Nanomaterials for chemical engineering application
Summary
This course aims at understanding classical and non-classical nucleation theory, at reviewing different techniques for the synthesis of nanomaterials (mainly nanoparticles and thin films) and at learning about some key applications of these nanomaterials in chemical engineering
Content
Keywords
nanomaterials, classical nucleation theory, photovoltaics, light emitting diodes, solar fuels, electrocatalysis
Learning Outcomes
By the end of the course, the student must be able to:
- Describe the differences between properties of bulk and properties of nanomaterials
- Discuss classical and non-classical nucleation theory
- Identify the most suitable synthesis technique to prepare the nanomaterial of choice
- Elaborate the benefits of nanomaterials in energy applications and catalysis.
Transversal skills
- Communicate effectively with professionals from other disciplines.
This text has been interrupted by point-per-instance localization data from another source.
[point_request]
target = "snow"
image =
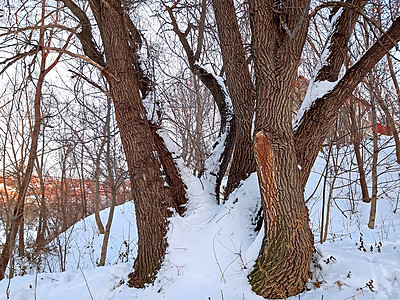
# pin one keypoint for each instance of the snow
(212, 249)
(317, 89)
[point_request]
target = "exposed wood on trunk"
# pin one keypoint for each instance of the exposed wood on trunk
(283, 265)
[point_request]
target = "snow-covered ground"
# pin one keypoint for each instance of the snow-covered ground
(213, 248)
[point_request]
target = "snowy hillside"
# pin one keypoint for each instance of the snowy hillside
(213, 248)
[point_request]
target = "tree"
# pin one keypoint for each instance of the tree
(284, 153)
(284, 156)
(155, 185)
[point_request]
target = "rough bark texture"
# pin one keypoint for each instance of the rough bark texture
(283, 265)
(241, 90)
(151, 196)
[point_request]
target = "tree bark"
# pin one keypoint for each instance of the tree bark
(241, 90)
(152, 198)
(316, 122)
(283, 265)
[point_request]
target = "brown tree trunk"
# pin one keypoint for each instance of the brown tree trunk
(151, 196)
(283, 265)
(316, 122)
(241, 90)
(374, 168)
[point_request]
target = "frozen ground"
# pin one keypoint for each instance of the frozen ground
(213, 248)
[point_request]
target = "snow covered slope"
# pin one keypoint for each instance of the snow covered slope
(212, 249)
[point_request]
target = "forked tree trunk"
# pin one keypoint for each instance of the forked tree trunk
(241, 90)
(283, 265)
(151, 195)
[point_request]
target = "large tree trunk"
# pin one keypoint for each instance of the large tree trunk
(283, 265)
(241, 90)
(315, 123)
(151, 195)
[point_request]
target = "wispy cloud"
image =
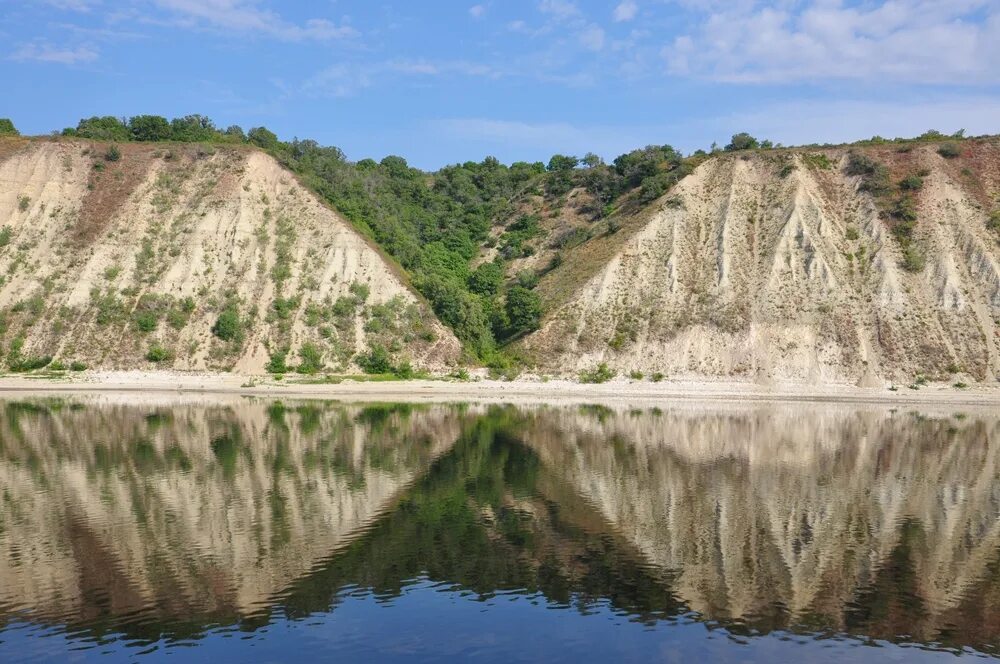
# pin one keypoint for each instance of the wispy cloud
(625, 11)
(913, 41)
(592, 37)
(41, 51)
(349, 79)
(245, 16)
(560, 9)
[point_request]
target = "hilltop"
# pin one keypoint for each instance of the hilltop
(194, 258)
(145, 244)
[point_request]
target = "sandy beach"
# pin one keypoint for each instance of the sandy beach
(522, 391)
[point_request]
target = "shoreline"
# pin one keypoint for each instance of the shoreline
(522, 391)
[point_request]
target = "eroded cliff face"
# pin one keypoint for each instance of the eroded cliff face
(192, 513)
(104, 259)
(770, 266)
(773, 517)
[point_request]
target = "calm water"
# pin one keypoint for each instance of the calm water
(248, 530)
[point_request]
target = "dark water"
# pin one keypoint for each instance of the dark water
(247, 530)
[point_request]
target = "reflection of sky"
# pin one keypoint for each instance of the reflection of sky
(428, 622)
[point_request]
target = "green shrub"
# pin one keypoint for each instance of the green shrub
(404, 370)
(950, 150)
(146, 321)
(30, 363)
(874, 176)
(157, 353)
(228, 325)
(742, 141)
(817, 160)
(311, 359)
(7, 128)
(278, 362)
(524, 310)
(600, 374)
(376, 361)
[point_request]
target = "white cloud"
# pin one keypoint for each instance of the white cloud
(45, 52)
(348, 80)
(916, 41)
(246, 16)
(539, 138)
(73, 5)
(802, 122)
(592, 38)
(560, 9)
(625, 11)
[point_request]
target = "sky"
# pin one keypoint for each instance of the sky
(445, 81)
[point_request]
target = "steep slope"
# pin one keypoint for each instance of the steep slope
(192, 257)
(777, 519)
(779, 265)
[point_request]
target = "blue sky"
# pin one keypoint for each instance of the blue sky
(451, 80)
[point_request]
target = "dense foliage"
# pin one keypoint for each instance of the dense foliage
(436, 225)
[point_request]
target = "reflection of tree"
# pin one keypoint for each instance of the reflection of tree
(482, 519)
(173, 521)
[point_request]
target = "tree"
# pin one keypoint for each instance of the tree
(192, 128)
(742, 141)
(149, 128)
(228, 326)
(7, 128)
(107, 128)
(262, 137)
(376, 361)
(486, 279)
(523, 309)
(560, 162)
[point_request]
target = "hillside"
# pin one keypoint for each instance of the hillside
(833, 264)
(192, 257)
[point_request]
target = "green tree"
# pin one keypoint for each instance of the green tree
(106, 128)
(262, 138)
(149, 128)
(7, 128)
(193, 129)
(561, 162)
(524, 310)
(742, 141)
(486, 279)
(228, 325)
(376, 361)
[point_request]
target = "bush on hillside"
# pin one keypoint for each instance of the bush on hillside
(742, 141)
(950, 150)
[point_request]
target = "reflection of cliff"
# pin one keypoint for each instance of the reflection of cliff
(147, 520)
(196, 513)
(869, 522)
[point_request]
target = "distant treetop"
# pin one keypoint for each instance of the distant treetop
(7, 128)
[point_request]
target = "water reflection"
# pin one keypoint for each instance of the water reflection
(144, 523)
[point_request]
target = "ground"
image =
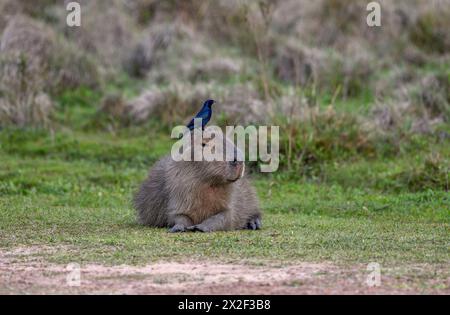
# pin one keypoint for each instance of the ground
(65, 198)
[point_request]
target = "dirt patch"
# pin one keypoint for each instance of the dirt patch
(25, 271)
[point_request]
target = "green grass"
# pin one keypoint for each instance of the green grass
(73, 188)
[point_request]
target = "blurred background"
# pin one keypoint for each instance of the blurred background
(338, 89)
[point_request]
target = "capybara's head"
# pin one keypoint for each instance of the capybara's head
(220, 164)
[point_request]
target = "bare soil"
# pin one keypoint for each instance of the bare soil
(25, 270)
- Make an oral presentation.
- Collect data.
- Write a scientific or technical report.
Teaching methods
slides, videos, inverted classroom, laboratory at the end of the semester (at EPFL Valais in Sion)
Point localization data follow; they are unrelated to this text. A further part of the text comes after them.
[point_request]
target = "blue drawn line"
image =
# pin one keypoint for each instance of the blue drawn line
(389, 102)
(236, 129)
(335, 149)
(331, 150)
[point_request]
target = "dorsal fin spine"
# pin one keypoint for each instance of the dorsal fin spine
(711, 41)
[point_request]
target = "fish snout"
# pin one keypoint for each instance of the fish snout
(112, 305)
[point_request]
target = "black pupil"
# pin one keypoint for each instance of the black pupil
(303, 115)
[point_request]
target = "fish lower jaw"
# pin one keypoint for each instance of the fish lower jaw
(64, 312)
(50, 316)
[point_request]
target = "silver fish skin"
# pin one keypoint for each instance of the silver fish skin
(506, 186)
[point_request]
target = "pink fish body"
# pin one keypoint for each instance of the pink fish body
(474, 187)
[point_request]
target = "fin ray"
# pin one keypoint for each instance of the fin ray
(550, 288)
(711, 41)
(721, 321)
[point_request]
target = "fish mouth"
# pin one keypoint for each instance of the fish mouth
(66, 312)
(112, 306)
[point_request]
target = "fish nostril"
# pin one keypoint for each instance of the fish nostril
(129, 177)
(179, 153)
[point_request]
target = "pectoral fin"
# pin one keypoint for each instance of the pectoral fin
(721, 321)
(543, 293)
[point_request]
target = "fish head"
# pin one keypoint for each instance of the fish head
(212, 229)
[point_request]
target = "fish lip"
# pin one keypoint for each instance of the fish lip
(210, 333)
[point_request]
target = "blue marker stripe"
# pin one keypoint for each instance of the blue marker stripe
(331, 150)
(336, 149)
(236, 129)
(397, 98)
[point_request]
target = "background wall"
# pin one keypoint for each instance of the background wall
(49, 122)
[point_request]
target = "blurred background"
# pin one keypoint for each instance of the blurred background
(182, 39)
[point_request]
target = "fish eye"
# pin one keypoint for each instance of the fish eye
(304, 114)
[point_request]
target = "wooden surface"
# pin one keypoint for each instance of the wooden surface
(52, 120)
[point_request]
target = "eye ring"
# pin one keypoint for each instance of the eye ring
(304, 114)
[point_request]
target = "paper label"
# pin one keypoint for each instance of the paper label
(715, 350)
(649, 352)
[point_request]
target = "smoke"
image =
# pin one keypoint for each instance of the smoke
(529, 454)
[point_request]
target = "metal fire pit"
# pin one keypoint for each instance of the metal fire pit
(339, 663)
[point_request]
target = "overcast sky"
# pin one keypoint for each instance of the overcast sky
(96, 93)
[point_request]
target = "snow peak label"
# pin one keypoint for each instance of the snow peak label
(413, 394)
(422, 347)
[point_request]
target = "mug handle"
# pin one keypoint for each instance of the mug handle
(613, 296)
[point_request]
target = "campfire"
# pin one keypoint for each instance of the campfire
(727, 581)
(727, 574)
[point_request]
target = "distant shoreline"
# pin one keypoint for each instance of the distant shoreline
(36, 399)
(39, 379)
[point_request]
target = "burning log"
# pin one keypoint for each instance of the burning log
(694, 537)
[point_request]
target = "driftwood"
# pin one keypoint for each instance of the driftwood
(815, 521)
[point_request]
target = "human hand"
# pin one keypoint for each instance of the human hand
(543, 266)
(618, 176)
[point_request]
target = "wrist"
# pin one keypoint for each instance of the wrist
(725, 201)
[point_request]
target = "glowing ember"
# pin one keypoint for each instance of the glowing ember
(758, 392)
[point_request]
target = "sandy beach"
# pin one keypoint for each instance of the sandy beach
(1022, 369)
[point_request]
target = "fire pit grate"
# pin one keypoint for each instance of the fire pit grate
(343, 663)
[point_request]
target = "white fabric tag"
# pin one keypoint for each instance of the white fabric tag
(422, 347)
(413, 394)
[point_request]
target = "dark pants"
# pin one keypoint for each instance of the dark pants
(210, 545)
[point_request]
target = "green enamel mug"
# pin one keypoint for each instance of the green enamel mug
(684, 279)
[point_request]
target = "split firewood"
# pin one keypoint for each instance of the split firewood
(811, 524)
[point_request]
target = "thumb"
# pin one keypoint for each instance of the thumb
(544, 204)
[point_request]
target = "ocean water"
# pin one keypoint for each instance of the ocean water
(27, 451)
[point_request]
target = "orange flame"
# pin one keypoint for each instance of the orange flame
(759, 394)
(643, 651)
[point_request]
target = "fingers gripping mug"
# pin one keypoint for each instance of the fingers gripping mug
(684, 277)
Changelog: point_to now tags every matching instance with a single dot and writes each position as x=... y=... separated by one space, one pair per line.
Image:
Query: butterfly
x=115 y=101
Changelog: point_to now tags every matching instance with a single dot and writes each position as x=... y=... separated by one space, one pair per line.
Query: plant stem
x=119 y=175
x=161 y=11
Expected student activities
inverted classroom, 2 days in the laboratory (at EPFL Valais in Sion)
Note: We combine together the 14 practical work hours at the end of the semester so to have 2 full days in the laboratory where students will synthesize nanocrystals, characterize them and test them as electrocatalysts for CO2 reductlon
Assessment methods
Oral exam (60%), lab report (20%), Inverted classroom (20%)
In the programs
- Semester: Fall
- Exam form: Oral (winter session)
- Subject examined: Nanomaterials for chemical engineering application
- Lecture: 2 Hour(s) per week x 14 weeks
- Practical work: 1 Hour(s) per week x 14 weeks
- Type: optional
- Semester: Fall
- Exam form: Oral (winter session)
- Subject examined: Nanomaterials for chemical engineering application
- Lecture: 2 Hour(s) per week x 14 weeks
- Practical work: 1 Hour(s) per week x 14 weeks
- Type: optional